Aus dem heutigen KURIER:
Österreich wegen Paragraphen 209 verurteilt
Brüssel/Straßburg - Österreich ist in einem Rechtsstreit wegen der Anwendung des - mittlerweile abgeschafften - "Homosexuellen-Paragraphen" 209 Strafgesetzbuch vor dem Straßburger Menschenrechtsgerichtshof unterlegen. Der Gerichtshof entschied am Donnerstag einstimmig, dass in drei Fällen Verurteilungen nach Par. 209 StGB einen Verstoß gegen das Diskriminierungsverbot der Europäischen Menschenrechtskonvention und gegen das Recht auf den Schutz der Privatsphäre darstelle.
Schadenersatz
Den Klägern erkannten die Richter in zwei Fällen einstimmig einen Schadenersatz von 15.000 Euro für den erlittenen immateriellen Schaden zu sowie von 10.633 Euro bzw. 6.500 Euro für Auslagen und Unkosten.

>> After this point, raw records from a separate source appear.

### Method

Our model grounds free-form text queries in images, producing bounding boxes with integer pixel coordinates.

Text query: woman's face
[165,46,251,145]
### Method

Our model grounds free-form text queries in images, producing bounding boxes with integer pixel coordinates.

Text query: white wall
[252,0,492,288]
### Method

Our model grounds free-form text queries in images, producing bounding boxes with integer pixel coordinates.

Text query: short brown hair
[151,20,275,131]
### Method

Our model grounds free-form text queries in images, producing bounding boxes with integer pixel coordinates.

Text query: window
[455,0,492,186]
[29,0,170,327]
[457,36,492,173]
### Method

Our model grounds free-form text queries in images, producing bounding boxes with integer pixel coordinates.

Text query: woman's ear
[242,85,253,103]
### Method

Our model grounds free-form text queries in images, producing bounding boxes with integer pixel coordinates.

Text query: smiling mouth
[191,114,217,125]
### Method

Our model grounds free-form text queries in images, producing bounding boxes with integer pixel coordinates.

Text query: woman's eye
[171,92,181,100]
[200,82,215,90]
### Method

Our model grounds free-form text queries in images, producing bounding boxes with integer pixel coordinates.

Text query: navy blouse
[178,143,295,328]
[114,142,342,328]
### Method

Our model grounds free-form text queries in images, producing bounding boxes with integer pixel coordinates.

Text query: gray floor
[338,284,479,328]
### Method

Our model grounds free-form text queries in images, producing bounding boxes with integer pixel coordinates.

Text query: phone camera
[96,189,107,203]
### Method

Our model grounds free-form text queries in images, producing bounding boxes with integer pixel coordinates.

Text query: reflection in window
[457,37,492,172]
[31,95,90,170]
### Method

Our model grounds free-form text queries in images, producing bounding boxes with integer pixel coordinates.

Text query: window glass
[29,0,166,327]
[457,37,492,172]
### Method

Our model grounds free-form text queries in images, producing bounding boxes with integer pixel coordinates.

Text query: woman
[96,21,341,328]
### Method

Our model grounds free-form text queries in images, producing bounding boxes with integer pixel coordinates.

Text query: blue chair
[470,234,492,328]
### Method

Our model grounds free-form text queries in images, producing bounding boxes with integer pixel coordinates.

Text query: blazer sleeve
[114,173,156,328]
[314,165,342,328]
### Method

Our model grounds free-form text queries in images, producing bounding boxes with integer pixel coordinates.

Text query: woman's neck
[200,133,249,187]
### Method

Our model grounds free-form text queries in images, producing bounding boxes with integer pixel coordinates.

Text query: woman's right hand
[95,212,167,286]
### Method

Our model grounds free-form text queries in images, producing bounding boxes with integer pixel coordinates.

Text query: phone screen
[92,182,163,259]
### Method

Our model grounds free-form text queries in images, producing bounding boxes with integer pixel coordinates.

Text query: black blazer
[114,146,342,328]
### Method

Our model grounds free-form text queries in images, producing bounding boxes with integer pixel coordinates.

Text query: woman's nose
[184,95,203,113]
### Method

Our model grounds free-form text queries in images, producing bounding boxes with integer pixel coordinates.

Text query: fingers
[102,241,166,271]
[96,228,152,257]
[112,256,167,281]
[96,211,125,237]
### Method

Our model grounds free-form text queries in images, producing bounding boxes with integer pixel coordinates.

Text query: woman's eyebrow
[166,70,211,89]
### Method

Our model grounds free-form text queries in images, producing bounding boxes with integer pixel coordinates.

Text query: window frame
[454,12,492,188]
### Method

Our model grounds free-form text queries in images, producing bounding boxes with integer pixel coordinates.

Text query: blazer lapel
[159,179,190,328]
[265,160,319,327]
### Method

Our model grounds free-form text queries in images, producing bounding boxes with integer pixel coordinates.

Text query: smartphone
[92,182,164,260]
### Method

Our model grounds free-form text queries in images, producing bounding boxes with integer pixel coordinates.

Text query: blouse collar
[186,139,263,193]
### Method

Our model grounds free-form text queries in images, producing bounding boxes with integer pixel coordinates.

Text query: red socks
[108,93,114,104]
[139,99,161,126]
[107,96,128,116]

Im dritten Fall wurden dem Beschwerdeführer jeweils 5.000 Euro für immateriellen Schaden und Unkosten zugesprochen.
Nachfolgeregelung
Der Par. 209 wurde zwar im Juli 2002 gestrichen und eine Nachfolgeregelung mit geschlechtsneutralen Schutzalter-Bestimmung beschlossen. Der Entscheid der Straßburger Richter bezieht sich aber auch auf die Rechtslage nach der Streichung: Die Richter beanstanden, dass die zuvor verhängten Strafen auch nach der Abschaffung des Par. 209 nicht aufgehoben wurden. Auch der Verfassungsgerichtshof habe die Verstöße gegen die Europäische Menschenrechtskonvention weder anerkannt noch bereinigt.
Ungereimtheit
Verwiesen wird weiter auf die Ungereimtheit, dass in dem umstrittenen Gesetz für Burschen ein anderes Schutzalter als für Mädchen gegolten habe. Während homosexuelle Beziehungen Erwachsener mit jungen Männern zwischen 14 und 18 Jahren strafrechtlich verfolgt wurden, habe dies nicht für Mädchen gegolten, die heterosexuelle oder gleichgeschlechtliche Beziehungen zu Älteren unterhielten. Es stelle sich die Frage, ob dieses unterschiedliche Schutzalter "objektiv und sinnvoll" zu rechtfertigen sei. Für die Richter ist diese - mittlerweile im österreichischen Recht beseitigte - Ungleichbehandlung gleichzustellen mit negativen Vorurteilen gegenüber Personen anderer Religion, Rasse oder Ursprung.
Drei Jahren Bewährung
Der Kläger G.L. war am 8. Februar 1996 vom Wiener Landesgericht für Strafsachen wegen homosexueller Akte mit Minderjährigen zu einem Jahr bedingte Haftstrafe und drei Jahren Bewährung verurteilt worden. Das Gericht berief sich dabei auf den Art. 209, der homosexuelle Handlungen an Jugendlichen zwischen 14 und 18 Jahren unter Strafe stellt. Auf Grund von Tagebuchnotizen des Angeklagten sah es das Gericht als erwiesen an, dass er zwischen 1989 und 1994 in Österreich und einigen anderen Ländern homosexuelle Beziehungen mit zahlreichen Minderjährigen unterhalten habe. Die bedingte Haftstrafe wurde in der Folge auf acht Monate reduziert. Allerdings unterlag der Betroffene beim Obersten Gerichtshof mit seiner Beschwerde, die Anwendung von Art. 209 stelle einen Verstoß gegen das Recht auf den Schutz der Privatsphäre und eine Diskriminierung dar. Er hatte auch die Verfassungsmäßigkeit des umstrittenen Paragraphen in Frage gestellt.
Sechs Monaten bedingt
Auch der zweite Beschwerdeführer, A.V., war vom Wiener Landesgericht auf Grund von Art. 209 wegen homosexueller Handlungen an Minderjährigen zu sechs Monaten bedingt und drei Jahren Bewährung verurteilt worden. Eine Berufung blieb erfolglos. Im dritten Fall (S.L.) ging es dagegen darum, dass der Betroffene, der am Land wohnt, seine Homosexualität wegen seiner Umgebung nicht ausleben konnte.